HPS/PayMedix Acquires TempoPay, Widening Access to Healthcare Financing

healthcare payments

HPS/PayMedix acquired healthcare financing platform TempoPay.

The acquisition aims to offer a healthcare financing and payments solution that addresses health equity, affordability and the need for a simpler healthcare payments experience, according to a Tuesday (Aug. 6) press release.

TempoPay gives employees access to interest-free financing for health and well-being treatments that overlays their current plans, the release said. The financing can be used to pay for prescriptions; medical, vision and dental bills; and veterinary care. Employees can repay over time.

Through the acquisition, employees can get uncapped financing for approved in-network charges, the release said. Workers are automatically enrolled, and HPS/PayMedix pays participating providers for their services. Employees then receive a consolidated statement each month and can set up payments accordingly, per the release.

Employee credit histories do not affect their access to financing, the release said.

“It’s a fact that 1 in 4 PayMedix members would be unable to get financing for their healthcare based on their credit scores,” HPS/PayMedix President Brian Marsella said in the release. “With TempoPay, we can reach even more members to help them get and stay healthy. The powerful combination of PayMedix and TempoPay provides employers with a valuable solution to support their workforce. We have proven that improving access to care drives better outcomes — particularly for lower-income employees.

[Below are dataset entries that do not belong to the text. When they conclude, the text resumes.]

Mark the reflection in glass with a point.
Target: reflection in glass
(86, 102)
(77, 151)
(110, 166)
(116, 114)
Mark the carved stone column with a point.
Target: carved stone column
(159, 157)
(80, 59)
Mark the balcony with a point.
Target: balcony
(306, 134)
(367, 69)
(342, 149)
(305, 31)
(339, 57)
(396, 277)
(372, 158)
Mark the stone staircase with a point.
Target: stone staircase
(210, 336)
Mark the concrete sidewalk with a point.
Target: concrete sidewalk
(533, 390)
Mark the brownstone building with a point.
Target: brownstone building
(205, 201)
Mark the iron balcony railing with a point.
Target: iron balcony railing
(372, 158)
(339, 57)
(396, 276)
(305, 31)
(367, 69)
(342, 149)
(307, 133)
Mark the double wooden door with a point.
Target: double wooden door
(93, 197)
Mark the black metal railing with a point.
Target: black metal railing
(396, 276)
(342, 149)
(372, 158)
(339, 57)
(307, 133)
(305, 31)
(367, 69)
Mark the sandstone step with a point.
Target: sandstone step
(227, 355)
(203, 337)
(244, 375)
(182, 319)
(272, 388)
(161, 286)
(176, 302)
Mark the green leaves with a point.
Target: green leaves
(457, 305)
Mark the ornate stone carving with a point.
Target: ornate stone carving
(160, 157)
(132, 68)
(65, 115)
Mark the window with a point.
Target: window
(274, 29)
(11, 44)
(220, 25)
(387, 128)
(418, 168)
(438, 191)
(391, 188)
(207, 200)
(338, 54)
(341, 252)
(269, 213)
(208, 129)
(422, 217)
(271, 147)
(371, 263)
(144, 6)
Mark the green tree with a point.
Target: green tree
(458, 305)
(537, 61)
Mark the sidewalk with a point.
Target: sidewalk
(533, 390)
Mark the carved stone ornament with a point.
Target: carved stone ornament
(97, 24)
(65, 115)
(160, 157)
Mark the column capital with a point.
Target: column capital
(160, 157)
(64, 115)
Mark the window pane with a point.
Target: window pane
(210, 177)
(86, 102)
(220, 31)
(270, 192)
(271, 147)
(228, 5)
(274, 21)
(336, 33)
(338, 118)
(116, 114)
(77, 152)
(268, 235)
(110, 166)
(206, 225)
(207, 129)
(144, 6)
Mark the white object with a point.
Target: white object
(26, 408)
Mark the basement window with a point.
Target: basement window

This in turn saves employers money.”

The advancement of healthcare financing solutions can offer relief to low-income consumers in the United States. Over 60% of consumers earning less than $50,000 a year have less than $500 on hand for medical emergencies.

Additionally, they are nearly twice as likely than the average American to be in poor health, according to PYMNTS Intelligence’s “2024 Women’s Wellness Index,” which drew on insights from surveys with over 10,000 U.S. consumers.

The study found that 40% of all U.S. consumers have less than $500 set aside to deal with unexpected medical bills. The data came as Health System Tracker found that the average cost for a trip to the emergency room in the U.S. exceeds $2,400 before insurance.